# QDOT: An Efficient Quantile-weighted Distance Metric for Geometric Comparison via Optimal Transport
This repository includes the implementation of our work **"QDOT: An Efficient Quantile-weighted Distance Metric for Geometric Comparison via Optimal Transport"**

## Introduction
Brief introduction to directories and files:
* `QDOT/`: Core code for our implementation of the QDOT/IQDOT algorithm package.
* Experiments for validating metric properties:
   * `cross_space/`: Code for implementing cross-space tasks.
   * `time_cost/`: Code for Time cost test.
   * `transfer_learning/`: Code for Transfer Learning
   * `Molecule_Generation/`: Code for Molecule Generation.
   * `toy_example/`: Code for a toy example and parameter analysis.

## Requirements
* python >= 3.8
* numpy
* scipy
* matplotlib
* sklearn
* pytorch >= 2.4.1
* pandas
* POT

---

###  Cross Space Tasks
   1. Get the [Mesh Data from Deformation Transfer for Triangle Meshes](https://people.csail.mit.edu/sumner/research/deftransfer/data.html).
   2. Navigate to the `cross_space` directory and run the script:
      ```bash
      cd cross_space
      python main.py
      ```
### Time Compare
   1. To benchmark the execution time, navigate to the `time_cost` directory and run the following script:
      ```bash
      cd time_cost
      python main.py --methods IQDOT-50, SGW-50 --sizes 100, 1000, 10000
      ```
   2. The benchmark results will be saved in the `benchmark_out` directory.
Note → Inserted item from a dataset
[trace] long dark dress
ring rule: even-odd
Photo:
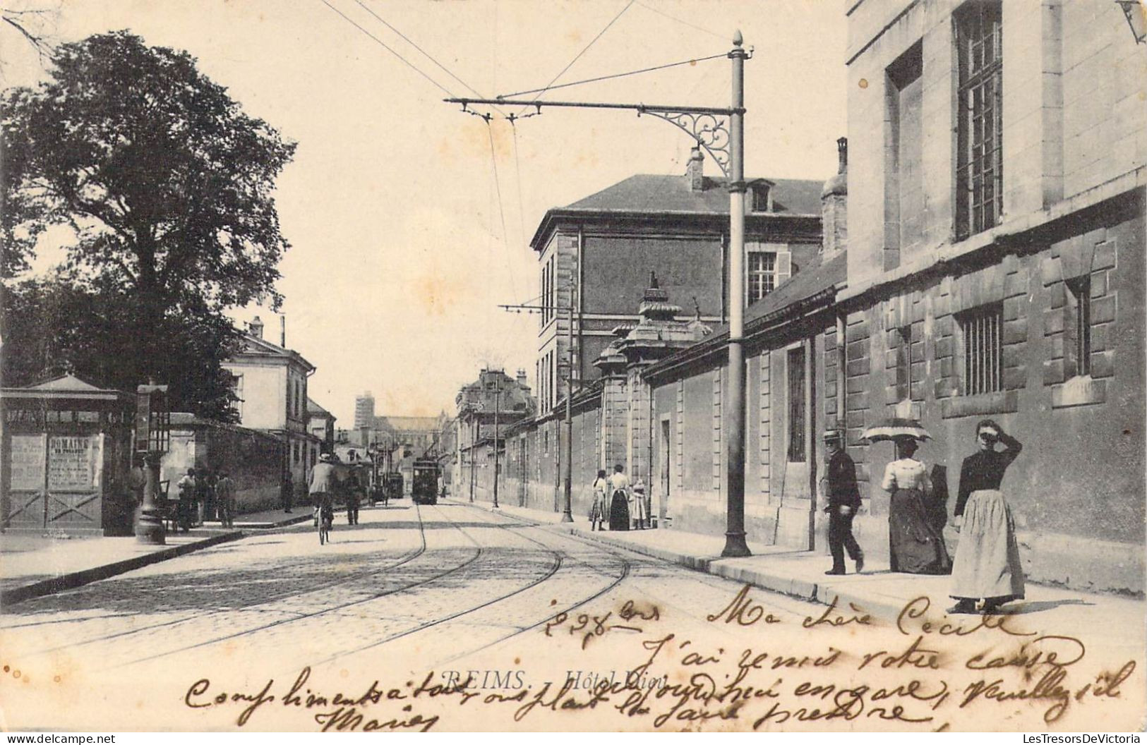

We have also included the results reported in our paper within this directory for reference.
### Transfer Learning

   1. Download the ModelNet40 and ShapeNetPart datasets from the [PointCloudDatasets](https://github.com/antao97/PointCloudDatasets).
   2. Navigate to the `transfer_learning` directory and run the script to extract the required data classes:
      ```bash
      cd transfer_learning
      python dataset.py
      ```
   3. Compute the distance matrix:
      ```bash
      python main.py --method IQDOT --point_step 1
      ```
   4. Evaluate the results:
      ```bash
      python evaluate.py --method IQDOT --point_step 1
      ```
*Note: The data extraction script (`dataset.py`) is adapted from the [PointCloudDatasets](https://github.com/antao97/PointCloudDatasets) repository. We thank the authors for their contribution.*

### Molecular Generation
**Backbone**: [EDM](https://github.com/ehoogeboom/e3_diffusion_for_molecules), [UniGEM](https://github.com/fengshikun/UniGEM)

1. Navigate to the `Molecule_Generation` directory and clone the original backbone repositories. Then, follow their instructions to download the QM9 and Drug datasets.
   ```bash
   cd Molecule_Generation
   git clone https://github.com/ehoogeboom/e3_diffusion_for_molecules.git
   git clone https://github.com/fengshikun/UniGEM.git
   ```

2. Replace the `en_diffusion/en_diffusion.py` file in the cloned EDM & UniGEM repository with the one provided in our `Molecule_Generation` directory.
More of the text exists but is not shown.